Security Considerations

Encryption at Rest

  • Sensitive Configuration: Encrypted using AES-256-GCM with keys from AICOKeyManager
  • Salt Management: Unique salts for configuration encryption
  • Key Rotation: Support for periodic encryption key rotation

Access Control

  • Role-Based Access: Different access levels for different configuration domains
  • Audit Logging: All configuration changes logged with user attribution
  • Validation: Schema validation prevents invalid configurations

Environment Isolation

  • Environment Separation: Clear boundaries between dev/staging/prod
  • Secret Management: Sensitive values never stored in plain text
  • Backup Security: Configuration backups encrypted and authenticated

Usage Examples

CLI Configuration Management

# View current configuration
aico config list

# Update personality trait  
aico config set personality.traits.openness 0.8

# Export configuration for backup
aico config export backup.yaml

# Validate all configurations
aico config validate

Backend Configuration Access

# Get database configuration
db_config = config_manager.get("postgres")

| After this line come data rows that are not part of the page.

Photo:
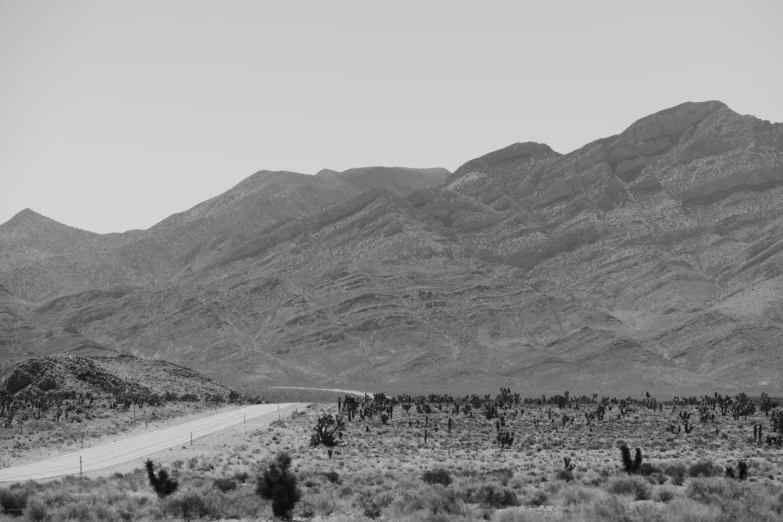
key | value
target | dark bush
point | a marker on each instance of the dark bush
(193, 506)
(437, 476)
(277, 483)
(225, 484)
(565, 474)
(634, 486)
(676, 472)
(647, 469)
(332, 476)
(704, 468)
(36, 510)
(631, 466)
(241, 476)
(492, 496)
(161, 483)
(13, 502)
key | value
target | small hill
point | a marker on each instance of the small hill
(113, 378)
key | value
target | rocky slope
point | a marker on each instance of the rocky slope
(649, 258)
(41, 259)
(112, 377)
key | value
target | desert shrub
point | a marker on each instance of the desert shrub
(537, 499)
(241, 476)
(492, 496)
(445, 501)
(437, 476)
(332, 476)
(193, 506)
(225, 484)
(634, 486)
(610, 509)
(647, 469)
(276, 482)
(565, 475)
(13, 502)
(704, 468)
(161, 483)
(572, 496)
(36, 510)
(676, 472)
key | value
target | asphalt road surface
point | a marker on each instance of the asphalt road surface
(100, 457)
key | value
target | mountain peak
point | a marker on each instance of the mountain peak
(511, 152)
(671, 121)
(26, 217)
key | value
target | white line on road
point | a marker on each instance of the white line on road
(100, 457)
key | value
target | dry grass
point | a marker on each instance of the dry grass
(389, 473)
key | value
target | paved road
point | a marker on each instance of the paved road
(99, 457)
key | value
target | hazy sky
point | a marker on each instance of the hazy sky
(114, 115)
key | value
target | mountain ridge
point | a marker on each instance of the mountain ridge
(651, 257)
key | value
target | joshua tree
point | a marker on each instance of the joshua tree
(326, 431)
(743, 470)
(276, 482)
(161, 483)
(631, 466)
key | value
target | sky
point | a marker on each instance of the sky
(115, 115)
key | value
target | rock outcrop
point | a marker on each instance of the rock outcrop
(650, 258)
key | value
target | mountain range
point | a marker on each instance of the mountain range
(649, 258)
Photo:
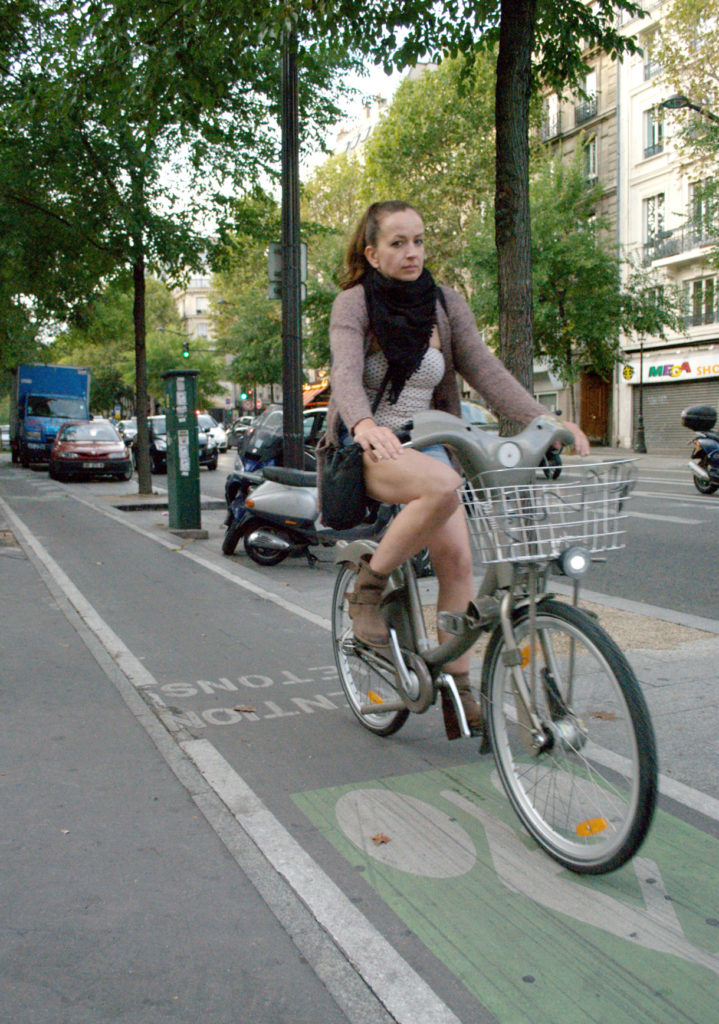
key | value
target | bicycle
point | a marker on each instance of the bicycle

# Get API settings with fallback
api_port = config_manager.get("api_gateway.rest.port", 8771)

This configuration management system provides a robust, secure, and flexible foundation for managing AICO's complex configuration needs across all subsystems while maintaining the privacy-first, local-first principles of the project.